Die Fussball WM 2011: Der Sturm der deutschen Frauen

Eine Fussball WM 2011 in Deutschland – und das ohne Birgit Prinz? Unvorstellbar. Die dreifache Weltfußballerin des Jahres und seit 2003 Kapitän des Teams war absolut gesetzt und so ist es keine Überraschung, dass Silvia Neid Prinz nicht nur in den vorläufigen, sondern auch den abschließenden Kader für die Weltmeisterschaft berufen hat.
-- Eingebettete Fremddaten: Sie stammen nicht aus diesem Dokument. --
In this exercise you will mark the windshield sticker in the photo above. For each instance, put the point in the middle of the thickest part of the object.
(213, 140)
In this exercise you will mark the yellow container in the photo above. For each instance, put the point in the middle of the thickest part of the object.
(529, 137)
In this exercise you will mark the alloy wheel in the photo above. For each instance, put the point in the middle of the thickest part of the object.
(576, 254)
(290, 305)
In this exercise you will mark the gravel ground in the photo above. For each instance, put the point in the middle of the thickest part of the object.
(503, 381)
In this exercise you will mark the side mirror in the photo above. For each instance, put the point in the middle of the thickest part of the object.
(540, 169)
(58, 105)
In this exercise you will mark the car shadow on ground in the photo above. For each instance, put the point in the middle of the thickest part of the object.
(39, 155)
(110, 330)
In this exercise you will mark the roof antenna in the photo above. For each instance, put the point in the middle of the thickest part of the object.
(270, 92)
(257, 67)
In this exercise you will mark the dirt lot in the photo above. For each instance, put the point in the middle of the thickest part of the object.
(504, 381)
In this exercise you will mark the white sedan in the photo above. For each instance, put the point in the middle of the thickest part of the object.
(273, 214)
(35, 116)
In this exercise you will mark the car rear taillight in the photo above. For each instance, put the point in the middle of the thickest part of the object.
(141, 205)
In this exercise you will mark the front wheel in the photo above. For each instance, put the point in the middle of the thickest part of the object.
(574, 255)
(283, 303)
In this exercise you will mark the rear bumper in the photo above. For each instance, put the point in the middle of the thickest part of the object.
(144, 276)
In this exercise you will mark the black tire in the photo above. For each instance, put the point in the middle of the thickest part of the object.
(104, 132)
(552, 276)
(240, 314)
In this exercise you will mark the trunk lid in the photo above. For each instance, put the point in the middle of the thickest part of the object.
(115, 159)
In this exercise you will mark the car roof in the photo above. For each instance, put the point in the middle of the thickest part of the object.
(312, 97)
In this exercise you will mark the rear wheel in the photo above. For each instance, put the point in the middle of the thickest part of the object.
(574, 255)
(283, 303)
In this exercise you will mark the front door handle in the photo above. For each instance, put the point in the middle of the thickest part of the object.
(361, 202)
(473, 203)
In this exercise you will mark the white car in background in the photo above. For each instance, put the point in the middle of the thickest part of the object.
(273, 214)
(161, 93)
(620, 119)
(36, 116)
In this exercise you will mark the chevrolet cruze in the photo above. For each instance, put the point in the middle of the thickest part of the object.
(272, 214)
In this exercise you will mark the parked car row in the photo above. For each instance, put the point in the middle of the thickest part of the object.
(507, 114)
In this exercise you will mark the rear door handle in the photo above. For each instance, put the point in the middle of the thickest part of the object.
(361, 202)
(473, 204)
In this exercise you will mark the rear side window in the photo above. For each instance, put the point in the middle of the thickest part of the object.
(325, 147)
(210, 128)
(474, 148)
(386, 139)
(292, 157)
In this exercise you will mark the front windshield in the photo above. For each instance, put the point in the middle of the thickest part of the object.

Nur einige Zahlen, um den Stellenwert der Stürmerin zu unterstreichen: Über 200 Länderspiele (Rekordspielerin), 2003 und 2007 Weltmeisterin, fünffache Europameisterin. Zudem: neun mal deutsche Meisterin, zehn mal gar holte sie den DFB-Pokal und dreimal ist sie UEFA-Cup-Siegerin geworden. Prinz ist mit 14 Treffern WM-Rekordtorschützin. Noch Fragen?

Ja: Wer wird bei der Fussball WM 2011 an ihrer Seite spielen?

Diese Frage stellt sich, hängt aber auch mit dem bevorzugten Spielsystem der Trainerin zusammen. Aber ein Platz wird wohl sicher frei sein. Vielleicht für Alexandra Popp?
Sie ist der Shootingstar des deutschen Frauenfussballs. Eines der größten Talente – ja, es ist eine Phrase aber diesmal stimmt es -, das es hierzulande in den letzten Jahren gegeben hat. 1991 geboren, spielte Popp für alle Juniorennationalteams seit der U-17, wenngleich sie nach dem Weltmeisterschaftsgewinn in dieser Altersklasse recht zeitig in die U-20 berufen und auch dort (2010) Weltmeisterin wurde, zudem zur besten Spielerin und Torschützin ausgezeichnet worden ist. Anfang 2010 feierte sie zudem ihr Debüt in der A-Nationalmannschaft. Schnell, wendig, torgefährlich – alles, was eine Stürmerin braucht. Man darf gespannt sein, wie viel Einsatzzeit Popp bekommen wird – und wie sie diese nutzen kann. Seit 2008 spielt sie für die FCR Duisburg.

Bleiben noch zwei weitere Kandidatinnen

Popps Mannschaftskollegin in Duisburg, Inka Grings, hat ungleich mehr Erfahrung im Trikot der Nationalmannschaft, ist aber auch gut 10 Jahre älter. Seit 1996 im Nationalteam, wurde sie erstmals 1999 Torschützenkönigin in der Bundesliga. Ein Jahr später stellte sie sogar einen bis dato unerreichten Rekord auf: 38 Tore in einer Saison! Nach einigen niederschmetternden Verletzungen und Unstimmigkeiten im Verein, ist Grings erst seit 2007 wieder so richtig im Geschäft zurück. 2009 wurde sie Torschützenkönigin beim EM-Triumpf, inzwischen ist sie die erfolgreichste Torschützin im deutschen Vereinsfußballs. Unverzichtbar also auf dem Weg zur doppelten Titelverteidigung bei der Fussball WM 2011.

Bleibt noch Martina Müller vom VFL Wolfsburg. In beiden vergangenen Weltmeisterschaften war sie dabei, kennt also Turnieratmosphäre. Inzwischen knabbert Müller zudem am der 100-Spiele-Marke. So übergroße Erfolge wie die zuvor genannten konnte sie bis dato indes nicht feiern, da Wolfsburg nicht zu den Top 3 (Frankfurt, Potsdam, Duisburg) der Frauenbundesliga zählt. Abwarten, wie Neid mit ihr plant.

Fußnote: Nicht mit dabei sein wird Conny Pohlers. Verwunderlich ist dies vor allem deshalb, da sie im abgelaufenen Jahr mit 25 Treffern Torschützenkönigin in der Bundesliga wurde. Umso bemerkenswerter, dass ihr dies meist von der Bank aus gelang – sie war auch in Frankfurt nicht mehr Stammspielerin.